Gentoo Linux: SPF Filtering for Postfix

Sender Policy Framework (SPF) is a method of preventing domain-name spoofing in emails, for domains that bother to correctly setup an SPF record in their DNS.  Frequently, SPF filtering is listed as a way of preventing SPAM.  However, these days it really does very little to reduce SPAM - it simply makes it more difficult for a spammer to spoof a domain (making their SPAM appear to come from that domain).  Most spammers will simply send their SPAM either from a compromised computer in a domain, or spoof a domain that is lacking a functional SPF setup.

Although SPF filtering will contribute very little to reducing SPAM on your mail server, you should still configure SPF filtering.  This will help prevent spoofing of domains which have valid SPF records and give your users some assurance that mail received from those domains is legitimate.  The setup is very straightforward as you will see below.

As a clarification, this article describes how to filter mail from other domains that have been configured for SPF (in their DNS records).  Even if your domain is not configured for SPF, you can still use this setup on your mail server.  This article does not describe how to configure your domain for SPF - it describes how to filter mail received from domains that have already been configured for SPF.  (But, if you have not already configured SPF for your domains, you should! - see the Wikipedia article)

There are several implementations of SPF filtering, in various languages, some already included in Gentoo.  My preference was to use the Perl implementation from the SPF homepage at http://www.openspf.org.

Installation is straightforward, with two possible options:

  • you can install the script by hand, using the simple steps shown below.
  • you can install the script using my ebuild.

Manual installation

Download the tar file from the downloads page.  You should now have a tar file:

postfix-policyd-spf-perl-<version>.tar.gz

where <version> is the version number of the file (2.010 at the time of this writing).

Extract the tarfile:

cd /tmp
tar xvpfz postfix-policyd-spf-perl-<version>.tar.gz

Copy the script into place:

cd postfix-policyd-spf-perl-<version>
cp postfix-policyd-spf-perl /usr/local/sbin/spfpolicy

(you can now remove the extracted tar file).
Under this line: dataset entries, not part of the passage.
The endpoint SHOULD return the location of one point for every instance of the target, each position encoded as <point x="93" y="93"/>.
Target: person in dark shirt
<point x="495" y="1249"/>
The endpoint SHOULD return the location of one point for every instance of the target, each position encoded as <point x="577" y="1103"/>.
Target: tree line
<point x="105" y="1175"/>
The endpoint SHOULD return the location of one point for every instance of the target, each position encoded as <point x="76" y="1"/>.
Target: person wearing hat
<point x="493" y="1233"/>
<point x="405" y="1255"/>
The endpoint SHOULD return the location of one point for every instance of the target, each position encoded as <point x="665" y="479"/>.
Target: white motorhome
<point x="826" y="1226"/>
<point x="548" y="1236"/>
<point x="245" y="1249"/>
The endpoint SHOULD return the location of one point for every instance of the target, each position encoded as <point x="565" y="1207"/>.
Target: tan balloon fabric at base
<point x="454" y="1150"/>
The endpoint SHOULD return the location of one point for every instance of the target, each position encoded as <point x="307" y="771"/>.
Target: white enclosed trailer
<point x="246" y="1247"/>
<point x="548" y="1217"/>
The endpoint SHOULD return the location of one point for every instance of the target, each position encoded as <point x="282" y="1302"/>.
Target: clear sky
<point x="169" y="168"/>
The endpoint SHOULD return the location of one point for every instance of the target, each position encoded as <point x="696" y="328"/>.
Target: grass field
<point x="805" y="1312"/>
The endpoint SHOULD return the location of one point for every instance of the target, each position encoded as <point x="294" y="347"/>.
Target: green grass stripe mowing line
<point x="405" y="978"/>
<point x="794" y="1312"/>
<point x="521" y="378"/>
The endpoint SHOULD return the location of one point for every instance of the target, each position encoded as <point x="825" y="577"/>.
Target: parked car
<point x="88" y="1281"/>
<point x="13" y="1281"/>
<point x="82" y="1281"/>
Create a new 'spfpolicy' unprivileged user for the daemon to run as:

useradd -M -r -d /dev/null -s /sbin/nologin spfpolicy

Package installation

If you would prefer to have spfpolicy installed as a package, you can use my ebuild which performs all of the above steps.  If you choose to use the ebuild, install it into your portage overlay directory in the standard way:

mkdir -p $PORTDIR_OVERLAY/mail-filter/spfpolicy
cp spfpolicy-<version>.ebuild $PORTDIR_OVERLAY/mail-filter/spfpolicy
cd $PORTDIR_OVERLAY/mail-filter/spfpolicy
ebuild spfpolicy-<version>.ebuild digest
emerge spfpolicy

where PORTDIR_OVERLAY is set the same as you have set in your /etc/make.conf (or /etc/portage/make.conf if using newer layout).

Configuration

Once the program is installed and the new user created, now activate the policy in your Postfix configuration:

Update the master.cf to use provide the new policy:

spfpolicy unix  -       n       n       -       0       spawn
  user=spfpolicy argv=/usr/sbin/spfpolicy

The above shows the location the ebuild installed the script to.  If you installed by hand, change the location to where you installed the script to (/usr/local/sbin/spfpolicy in my example).

Update the main.cf to use the new policy:

smtpd_recipient_restrictions =
  ...
  reject_unauth_destination,
  check_policy_service unix:private/spfpolicy,

Reload postfix:

/etc/init.d/postfix reload

If everything has gone well, you should now see lines like the following in your log file (/var/log/main.info):

Sep  5 12:55:31 your.hostname postfix/policy-spf[12127]: Policy action=PREPEND
Received-SPF: none (some.domain: No applicable sender policy available)
receiver=your.hostname; identity=mailfrom; envelope-from="from@some.domain";
helo=smtp.some.domain; client-ip=1.2.3.4

You are now SPF filtering your incoming mail!